"
His companion swore and placed a bottle at the foreman's elbow, but
the latter shook his head. "Not this mornin'-I'll try one of them vile
cigars, however."
"Them cigars are th' very best that-" began the proprietor,
executing the order.
"Oh, heck!" exclaimed Buck with weary disgust . "Yu don't have to
palaver none: I shore knows all that by heart."

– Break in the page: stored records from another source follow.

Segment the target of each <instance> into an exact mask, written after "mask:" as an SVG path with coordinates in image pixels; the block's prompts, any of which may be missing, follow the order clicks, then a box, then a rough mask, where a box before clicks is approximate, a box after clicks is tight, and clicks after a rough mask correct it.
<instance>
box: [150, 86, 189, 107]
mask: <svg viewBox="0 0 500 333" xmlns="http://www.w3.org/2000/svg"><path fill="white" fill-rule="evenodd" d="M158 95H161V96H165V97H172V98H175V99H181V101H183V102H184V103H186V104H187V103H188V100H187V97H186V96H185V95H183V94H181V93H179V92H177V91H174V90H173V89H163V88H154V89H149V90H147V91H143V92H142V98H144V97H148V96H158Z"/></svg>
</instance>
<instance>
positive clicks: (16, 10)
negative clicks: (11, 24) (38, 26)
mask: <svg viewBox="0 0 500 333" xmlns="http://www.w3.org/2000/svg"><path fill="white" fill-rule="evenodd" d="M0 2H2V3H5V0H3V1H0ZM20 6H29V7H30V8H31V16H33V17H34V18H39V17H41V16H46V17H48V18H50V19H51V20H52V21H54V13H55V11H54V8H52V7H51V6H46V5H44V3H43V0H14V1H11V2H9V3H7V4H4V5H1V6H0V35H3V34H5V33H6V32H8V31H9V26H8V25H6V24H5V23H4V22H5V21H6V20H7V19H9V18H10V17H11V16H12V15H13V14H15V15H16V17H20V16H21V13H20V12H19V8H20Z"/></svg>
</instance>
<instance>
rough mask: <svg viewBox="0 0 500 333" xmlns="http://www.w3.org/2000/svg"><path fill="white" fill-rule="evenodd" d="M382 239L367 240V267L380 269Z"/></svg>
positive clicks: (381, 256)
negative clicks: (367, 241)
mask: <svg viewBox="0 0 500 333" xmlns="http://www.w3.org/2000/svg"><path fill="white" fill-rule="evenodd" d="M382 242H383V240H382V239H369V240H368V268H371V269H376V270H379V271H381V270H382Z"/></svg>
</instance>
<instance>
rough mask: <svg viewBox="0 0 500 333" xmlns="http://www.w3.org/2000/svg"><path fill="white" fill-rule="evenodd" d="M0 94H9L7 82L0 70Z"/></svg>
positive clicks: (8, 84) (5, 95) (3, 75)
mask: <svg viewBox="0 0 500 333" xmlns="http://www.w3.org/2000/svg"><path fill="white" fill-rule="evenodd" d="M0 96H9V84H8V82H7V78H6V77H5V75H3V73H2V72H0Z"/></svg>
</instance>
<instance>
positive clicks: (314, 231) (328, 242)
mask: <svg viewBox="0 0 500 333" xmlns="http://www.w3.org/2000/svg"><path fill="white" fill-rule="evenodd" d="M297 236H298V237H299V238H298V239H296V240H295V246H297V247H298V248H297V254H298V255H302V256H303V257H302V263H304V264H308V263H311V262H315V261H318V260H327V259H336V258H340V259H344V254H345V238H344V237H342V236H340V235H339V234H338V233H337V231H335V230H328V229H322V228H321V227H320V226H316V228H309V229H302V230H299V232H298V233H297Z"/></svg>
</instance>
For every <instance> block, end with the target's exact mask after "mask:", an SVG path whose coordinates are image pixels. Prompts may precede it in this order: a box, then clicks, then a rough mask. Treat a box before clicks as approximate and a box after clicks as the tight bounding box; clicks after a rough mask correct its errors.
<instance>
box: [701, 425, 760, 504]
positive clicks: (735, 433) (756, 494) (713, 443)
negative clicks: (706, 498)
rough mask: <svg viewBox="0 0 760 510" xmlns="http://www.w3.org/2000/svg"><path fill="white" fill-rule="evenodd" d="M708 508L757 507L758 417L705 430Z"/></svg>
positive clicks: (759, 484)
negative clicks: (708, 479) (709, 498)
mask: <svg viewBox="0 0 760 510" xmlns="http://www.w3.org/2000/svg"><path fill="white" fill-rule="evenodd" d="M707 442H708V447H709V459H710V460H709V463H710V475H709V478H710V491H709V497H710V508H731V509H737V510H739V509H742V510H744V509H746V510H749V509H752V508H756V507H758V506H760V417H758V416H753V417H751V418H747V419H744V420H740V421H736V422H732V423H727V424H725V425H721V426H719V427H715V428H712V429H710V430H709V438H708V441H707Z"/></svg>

"Them cigars-" repeated the proprietor.
"Yas, yas; them cigars-I know all about them cigars. Yu gets them
for twenty dollars a thousand an' hypnotizes us into payin' yu a
hundred," replied the foreman, biting off the end `of his weed. Then
he stared moodily and frowned. "I wonder why it is?" He asked. "We
punchers like good stuff an' we pays good prices with good money. What
do we get? Why, cabbage leaves an' leather for our smokin' an' alcohol
an' extract for our drink. Now, up in Kansas City we goes to a
sumptious layout, pays less an' gets bang-up stuff. If yu smelled one
of them K. C. cigars yu'd shore have to ask what it was, an' as for
the liquor, why, yu'd think St. Peter asked yu to have one with him.
It's shore wrong somewhere."
"They have more trade in K. C.," suggested the proprietor.
"An' help, an' taxes, an' a license, an' rent, an' brass, cut glass,
mahogany an' French mirrors," countered the foreman.
"They have more trade," reiterated the man with the cigars.